You can detect contextual anomalies in time-series applying simple statistics, such as Z-score.

The Z-score measures how far a data point is away from the mean as a signed multiple of the standard deviation. Large absolute values of the Z-score suggest an anomaly.

zscore = (x - avg) / stddev

  • x is the current value of the data point you are evaluating
  • avg is the mean of the population
  • stddev is the standard deviation of the population

Testing a Z-score based algorithm for anomaly detection

Let’s see an application of the Z-score for real-time anomaly detection:

In the graph above, the x-axis represents time and the y-axis a quantity. We want to get notified when such kind of an anomaly takes place in the data, in this case an unusual decrease in the quantity.

First thing is choosing a data context:

In time-series, nearby data points tend to be more similar than far away data points.

That means most of the time the best context is last n minutes of data given a data point you want to evaluate. Or if you want to take into account seasonality, the same period of time for the previous day, month or year.

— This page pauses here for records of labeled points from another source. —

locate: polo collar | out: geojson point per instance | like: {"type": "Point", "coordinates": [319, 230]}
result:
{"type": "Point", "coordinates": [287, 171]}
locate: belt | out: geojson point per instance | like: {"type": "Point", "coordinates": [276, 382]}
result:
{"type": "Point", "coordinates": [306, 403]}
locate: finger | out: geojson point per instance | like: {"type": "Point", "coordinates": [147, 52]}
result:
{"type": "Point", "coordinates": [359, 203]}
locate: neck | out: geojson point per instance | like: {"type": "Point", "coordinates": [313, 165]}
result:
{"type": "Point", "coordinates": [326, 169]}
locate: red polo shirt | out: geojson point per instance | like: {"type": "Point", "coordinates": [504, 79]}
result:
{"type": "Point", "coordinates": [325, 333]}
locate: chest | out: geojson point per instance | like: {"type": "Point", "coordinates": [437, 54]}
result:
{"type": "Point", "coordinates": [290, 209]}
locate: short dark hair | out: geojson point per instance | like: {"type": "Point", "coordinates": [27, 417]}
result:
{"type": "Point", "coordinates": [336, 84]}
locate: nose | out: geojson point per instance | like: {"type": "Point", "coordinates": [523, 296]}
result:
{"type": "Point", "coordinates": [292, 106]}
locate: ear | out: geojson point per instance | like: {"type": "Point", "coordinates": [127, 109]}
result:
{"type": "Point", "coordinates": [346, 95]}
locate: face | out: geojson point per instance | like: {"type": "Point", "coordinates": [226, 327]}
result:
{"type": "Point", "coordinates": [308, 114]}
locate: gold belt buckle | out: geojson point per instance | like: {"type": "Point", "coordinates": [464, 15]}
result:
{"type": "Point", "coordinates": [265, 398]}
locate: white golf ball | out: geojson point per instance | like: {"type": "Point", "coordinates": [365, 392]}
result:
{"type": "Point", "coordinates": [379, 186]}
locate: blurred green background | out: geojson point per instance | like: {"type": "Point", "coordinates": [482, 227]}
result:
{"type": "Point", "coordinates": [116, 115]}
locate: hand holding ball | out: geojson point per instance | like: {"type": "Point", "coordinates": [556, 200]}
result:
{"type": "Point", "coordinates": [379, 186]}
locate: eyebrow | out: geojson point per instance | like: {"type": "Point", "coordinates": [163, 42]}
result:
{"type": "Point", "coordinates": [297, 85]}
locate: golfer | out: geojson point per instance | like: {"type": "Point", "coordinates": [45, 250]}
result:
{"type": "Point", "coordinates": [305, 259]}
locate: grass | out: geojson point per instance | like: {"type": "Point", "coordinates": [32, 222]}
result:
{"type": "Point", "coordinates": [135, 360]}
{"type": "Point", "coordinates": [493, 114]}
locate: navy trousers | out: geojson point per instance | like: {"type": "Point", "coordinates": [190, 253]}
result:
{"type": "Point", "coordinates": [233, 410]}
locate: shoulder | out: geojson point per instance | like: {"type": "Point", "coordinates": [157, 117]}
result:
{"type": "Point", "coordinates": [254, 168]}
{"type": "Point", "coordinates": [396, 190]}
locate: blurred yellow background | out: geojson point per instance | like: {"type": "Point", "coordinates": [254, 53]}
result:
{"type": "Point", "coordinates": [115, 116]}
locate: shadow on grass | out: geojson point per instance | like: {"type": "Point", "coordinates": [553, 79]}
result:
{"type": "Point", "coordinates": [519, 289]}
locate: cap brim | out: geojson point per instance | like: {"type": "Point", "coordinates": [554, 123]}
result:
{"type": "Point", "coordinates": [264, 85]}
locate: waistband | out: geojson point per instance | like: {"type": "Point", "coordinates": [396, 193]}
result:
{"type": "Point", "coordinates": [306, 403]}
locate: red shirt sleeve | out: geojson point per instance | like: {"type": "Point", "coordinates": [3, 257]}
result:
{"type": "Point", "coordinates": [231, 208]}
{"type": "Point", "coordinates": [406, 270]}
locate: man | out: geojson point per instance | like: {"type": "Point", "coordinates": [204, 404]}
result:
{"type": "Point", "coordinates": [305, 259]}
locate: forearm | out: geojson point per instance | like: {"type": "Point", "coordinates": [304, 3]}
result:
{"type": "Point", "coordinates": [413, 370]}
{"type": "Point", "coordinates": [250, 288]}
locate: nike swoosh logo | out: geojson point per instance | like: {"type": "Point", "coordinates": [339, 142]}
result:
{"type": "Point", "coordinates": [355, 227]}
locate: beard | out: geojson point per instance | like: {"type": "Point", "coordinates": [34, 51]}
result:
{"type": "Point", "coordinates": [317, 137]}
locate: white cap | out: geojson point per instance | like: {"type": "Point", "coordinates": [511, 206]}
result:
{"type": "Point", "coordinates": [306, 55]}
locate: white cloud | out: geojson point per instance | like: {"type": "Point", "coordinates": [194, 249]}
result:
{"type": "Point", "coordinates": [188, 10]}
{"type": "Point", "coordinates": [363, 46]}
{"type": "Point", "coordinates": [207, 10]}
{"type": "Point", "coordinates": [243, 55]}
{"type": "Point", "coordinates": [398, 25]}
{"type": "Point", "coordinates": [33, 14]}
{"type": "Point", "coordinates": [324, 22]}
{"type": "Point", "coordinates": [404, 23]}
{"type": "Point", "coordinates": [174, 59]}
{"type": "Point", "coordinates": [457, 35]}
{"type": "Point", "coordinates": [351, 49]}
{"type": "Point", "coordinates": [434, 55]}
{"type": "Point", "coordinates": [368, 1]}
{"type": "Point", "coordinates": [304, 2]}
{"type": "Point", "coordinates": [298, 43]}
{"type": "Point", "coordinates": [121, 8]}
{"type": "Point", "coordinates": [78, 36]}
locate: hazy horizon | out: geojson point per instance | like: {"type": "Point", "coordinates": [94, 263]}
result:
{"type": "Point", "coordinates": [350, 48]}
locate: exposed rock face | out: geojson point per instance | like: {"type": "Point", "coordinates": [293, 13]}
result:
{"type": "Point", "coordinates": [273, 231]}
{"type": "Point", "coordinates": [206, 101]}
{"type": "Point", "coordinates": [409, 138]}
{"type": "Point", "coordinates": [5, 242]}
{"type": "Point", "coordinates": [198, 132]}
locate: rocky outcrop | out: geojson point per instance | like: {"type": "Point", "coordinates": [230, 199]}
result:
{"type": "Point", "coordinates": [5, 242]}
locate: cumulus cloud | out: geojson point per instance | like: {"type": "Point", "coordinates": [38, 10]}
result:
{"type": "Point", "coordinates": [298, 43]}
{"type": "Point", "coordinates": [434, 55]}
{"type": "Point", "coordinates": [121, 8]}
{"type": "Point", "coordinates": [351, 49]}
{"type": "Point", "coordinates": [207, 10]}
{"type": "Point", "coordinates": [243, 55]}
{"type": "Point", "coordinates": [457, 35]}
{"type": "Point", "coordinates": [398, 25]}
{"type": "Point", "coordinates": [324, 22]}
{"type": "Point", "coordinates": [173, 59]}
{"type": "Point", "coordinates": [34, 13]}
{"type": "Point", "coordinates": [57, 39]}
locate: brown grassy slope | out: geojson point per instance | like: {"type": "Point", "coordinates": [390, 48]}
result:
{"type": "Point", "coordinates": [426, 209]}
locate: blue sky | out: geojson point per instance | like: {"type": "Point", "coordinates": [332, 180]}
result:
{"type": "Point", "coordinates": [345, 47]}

A very basic anomaly detection algorithm would be:

  • Take 30 minutes of data prior to a given timestamp.
  • Remove outliers from the sample, and calculate the average and standard deviation of your metric (you could use median based statistics as well).
  • Calculate the Z-score for a series of data points, comparing to the context average and standard deviation.
  • To avoid locality in the anomalies, do some aggreggations. For instance, you can work in groups of ten seconds and consider an anomaly if the Z-score is beyond the threshold during a period of time.
  • Return ‘ok’ or ‘error’ depending on the Z-score value, a threshold of ±2 would work.

In the graph above, for any period in which the zscore is under -2 (which is a value that makes sense statistically) the anomaly status is 1 which means there’s a contextual anomaly, otherwise it’ll return 0.

You can find here an example of a Z-score based anomaly detection algorithm written in SQL.

Real-time anomaly detection

Anomaly detection systems are really valuable when you can react to unexpected events as they happen. You need a product that has at least these three features:

  • Able to handle large production datasets, updated very frequently, ideally from an events stream (think for instance in the volume of HTTP requests coming from a CDN provider)
  • Customizable: Even when you use an algorithm that can learn from itself, it’s sometimes required some domain knowledge to support corner cases, avoid false positives, etc.
  • Easy to integrate: Anomaly detection is just one step of the process, but then you might need integrate to an alerting system, a visualization software to understand or explore the data, or some capabilities for actionable outputs.


Some caveats when manually building this kind of anomaly detection processes:

  • Normalize your data: quantities in the same units, dates in the same timezone, etc.
  • When talking about real-time, make sure everyone understands it as something that happened in the last 10 to 20 seconds.
  • Avoid false positives as much as possible. There’s nothing worse in an alerting system, than being notified from events that don’t require your attention.
  • Add context to your notifications: a graph snapshot of the time-series and data point that fired the alert, brief explanation on the reason, thresholds configured, actionable links or tools for further exploration, etc.

A real example

One of Tinybird’s customers, a large retailer, wishes to be notified of sudden changes in their sales numbers. If something is preventing sales or causing sales to spike, they want to know about it immediately.

How we do it:

  • We ingest all sales transactions in real-time using our Kafka Connector.
  • Since the transactions are in JSON, we extract and materialize on ingestion all the values we need onto another Tinybird data source.
  • We write our anomaly detection logic in SQL in a Tinybird Pipe that we expose as an API endpoint.
  • We query the endpoint every X seconds: if we detect an anomaly, an alert is triggered (in this case, a message in a Microsoft Teams chat)

Alerts of course is just one way to exploit real-time data. What’s interesting about doing this with Tinybird is that, once you have ingestion set up, you can do many more things with that data.

Those transactions can be used for real-time analysis, to build data products such as operational dashboards, to build analytics for end-consumers, to expose APIs for other areas of the organization and much more. Every new use case is just one SQL query away.